「嫌われる勇気」を読んだ感想が上手く書けない私の理由

半年ほど前に"嫌われる勇気 -自己啓発の源流「アドラー」の教え-"という本を見つけ、その刺激的なタイトルに心惹かれて購入した。

自己嫌悪と劣等感を抱えている青年と、「人は変わる事が出来る、誰もが幸せになれる」と言う哲人との対話形式でアドラー心理学について語られている内容。大ベストセラーとなり、Amazonでの評価も上々だ。

それなりにページ数がある事や内容が多岐に渡る事もあり、上手く感想をまとめる事が出来ずブログ記事のネタにはしなかったのだが、先日「アドラー関連をもし読んでいたら感想をお聞きしたい」というメッセージを頂いたので、再度ざっと読み直してみた。

そして「よし感想を書いてみよう」とPCを開き、書いては消し、書いては消しを繰り返し、気付いたら2時間以上が経過していた。自分が納得できる感想が1つも書けない。どうしても上手くまとめる事ができない。

なかなか記事が進まないので「なぜ感想が書けないのだろう…」という方向で考えてみる事にした。

この本の"嫌われる勇気"というタイトル。これを目にした時は「嫌われる事を恐れずに、自分を貫け!」という内容かなと想像した。

ここで少々余談だけれど、以前テレビ番組にウーマンラッシュアワーというお笑いコンビの村本大輔さんが出演していた時の事。
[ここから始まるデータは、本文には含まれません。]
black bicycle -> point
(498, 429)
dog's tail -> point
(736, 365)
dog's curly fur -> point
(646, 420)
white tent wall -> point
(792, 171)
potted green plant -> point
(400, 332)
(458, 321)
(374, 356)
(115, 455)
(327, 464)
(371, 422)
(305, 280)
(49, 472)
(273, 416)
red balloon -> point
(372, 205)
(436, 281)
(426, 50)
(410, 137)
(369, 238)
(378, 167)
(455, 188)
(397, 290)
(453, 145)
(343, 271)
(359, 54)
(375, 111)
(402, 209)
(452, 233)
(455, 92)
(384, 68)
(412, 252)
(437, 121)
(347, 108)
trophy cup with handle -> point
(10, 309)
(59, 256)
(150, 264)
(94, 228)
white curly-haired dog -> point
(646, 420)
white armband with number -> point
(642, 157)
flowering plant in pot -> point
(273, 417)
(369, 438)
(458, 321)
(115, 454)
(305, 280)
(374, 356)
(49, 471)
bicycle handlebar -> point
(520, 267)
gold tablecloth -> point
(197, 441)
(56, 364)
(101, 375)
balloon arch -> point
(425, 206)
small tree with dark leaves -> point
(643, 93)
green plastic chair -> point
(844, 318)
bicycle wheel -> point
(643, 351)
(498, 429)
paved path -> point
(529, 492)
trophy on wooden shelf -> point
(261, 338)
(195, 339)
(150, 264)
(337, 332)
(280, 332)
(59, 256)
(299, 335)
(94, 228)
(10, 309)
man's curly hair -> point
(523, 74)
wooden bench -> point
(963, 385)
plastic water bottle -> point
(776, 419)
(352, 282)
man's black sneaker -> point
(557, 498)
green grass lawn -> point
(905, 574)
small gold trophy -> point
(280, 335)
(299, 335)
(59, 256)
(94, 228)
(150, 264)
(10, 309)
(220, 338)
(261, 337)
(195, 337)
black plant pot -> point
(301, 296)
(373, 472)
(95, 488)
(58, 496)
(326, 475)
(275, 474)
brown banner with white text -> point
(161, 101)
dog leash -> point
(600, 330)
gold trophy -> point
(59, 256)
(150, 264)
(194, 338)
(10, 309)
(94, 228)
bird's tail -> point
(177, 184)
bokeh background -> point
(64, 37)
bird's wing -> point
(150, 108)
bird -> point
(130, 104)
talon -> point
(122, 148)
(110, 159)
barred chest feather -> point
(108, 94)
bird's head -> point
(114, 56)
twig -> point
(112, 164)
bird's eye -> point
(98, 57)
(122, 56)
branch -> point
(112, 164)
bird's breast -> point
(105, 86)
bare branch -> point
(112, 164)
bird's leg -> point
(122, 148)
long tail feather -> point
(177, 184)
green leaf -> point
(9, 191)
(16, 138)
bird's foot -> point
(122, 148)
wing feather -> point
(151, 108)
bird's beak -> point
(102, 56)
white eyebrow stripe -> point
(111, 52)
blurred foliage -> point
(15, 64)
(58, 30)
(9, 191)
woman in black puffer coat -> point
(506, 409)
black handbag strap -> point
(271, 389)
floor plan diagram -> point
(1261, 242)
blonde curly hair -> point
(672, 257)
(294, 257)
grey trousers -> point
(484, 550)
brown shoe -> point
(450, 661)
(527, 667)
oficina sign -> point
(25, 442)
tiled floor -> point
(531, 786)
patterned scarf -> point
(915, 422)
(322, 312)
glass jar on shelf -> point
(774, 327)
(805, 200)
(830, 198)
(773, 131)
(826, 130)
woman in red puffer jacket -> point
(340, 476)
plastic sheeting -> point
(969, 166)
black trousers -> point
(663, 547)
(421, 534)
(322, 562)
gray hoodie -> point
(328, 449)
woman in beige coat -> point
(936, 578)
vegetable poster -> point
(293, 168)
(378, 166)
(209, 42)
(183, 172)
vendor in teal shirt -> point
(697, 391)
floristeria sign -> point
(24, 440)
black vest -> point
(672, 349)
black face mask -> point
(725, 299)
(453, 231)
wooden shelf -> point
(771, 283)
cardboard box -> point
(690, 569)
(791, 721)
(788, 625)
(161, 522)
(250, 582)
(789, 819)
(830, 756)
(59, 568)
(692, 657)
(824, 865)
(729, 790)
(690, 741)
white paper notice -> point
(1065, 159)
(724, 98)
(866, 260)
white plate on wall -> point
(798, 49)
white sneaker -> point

彼は「性格が悪く人から嫌われるクズ人間」というキャラ(?)。

そんな彼の住んでいる部屋が紹介された時、後ろに映っていた本棚にこの"嫌われる勇気"があった。おそらく彼も「嫌われる事を恐れずに、自分を貫け!」という内容を想像して購入したのだろうと思う。

で、実際に本を読んでみると「嫌われる事を恐れずに」というところは合っているが「自分を貫け」というものとは少し違っていたように思う。

この本の"嫌われる勇気"は「他者の期待を満たす為に生きる事をやめる」「他者がするべき事、他者の課題に介入しない」など、自分が自分として自由に生きる事は他者から嫌われる事に繋がる…というもの。

もちろん本の内容はこんなに簡単な説明で終わっているわけではない。過去のトラウマと現在の不幸の関係、人が幸せになる為の事、対人関係、劣等感とコンプレックス、自己肯定と自己受容についてなど内容は様々。

で、私がこの本を読んで感想を上手くまとめられなかった理由だけれど。それは恐らく、このタイトルに期待をし過ぎていたからだと思う。この本の中で書かれていた"嫌われる勇気"の意味は、私にとってそれほど衝撃的ではなかった。

"嫌われる勇気"の部分だけの感想を言うと「うん、そうだね」のひとことだ。それは今の私が"自分らしく自由に生きる"という面に悩んでいないから、特に感動や気付きが無かったのだと思う。

今の自分に強い劣等感を感じていたり、人間関係に悩んでいたり、自分を変えたいと思っている人には良い影響があるのではないかと思う。そして、"嫌われる勇気"についての部分を読んでも深い感動を得られなかったのは、今の私が自分らしく生きている証拠なのかもしれない。

とは言え、飽き性な私が最後まできちんと読み終えられたのは、得るものもあったという事。本の中で書かれている"自己受容"については、以前から私の中にあった引っ掛かりを解いてくれた。

と言うのも、カウンセリングや心理学などでよく「自分を受け入れる」という言葉が使われるけれど、具体的な方法が書かれている事が無いので、きちんとした意味が分からずモヤモヤしていた。

この本では自己受容について「自分を肯定しポジティブに考える事で自分に嘘をつくのではなく、変えられる事と変えられない事を見極め、変えられる事の方に注目する」と説明されていて、なるほど!と納得できた。

もう1つ「人生は連続する刹那であり、過去も未来も存在しない」という内容にも非常に考えさせられるものがあった。人生を物語として捉えるとぼんやりと未来が見えてしまう。"今ここ"を真剣に生きていれば、過去も未来も見えない。

…と、あまり書くとネタバレになってしまうし、そろそろ文字を打つ事に疲れてきたのでこれで終わりにします。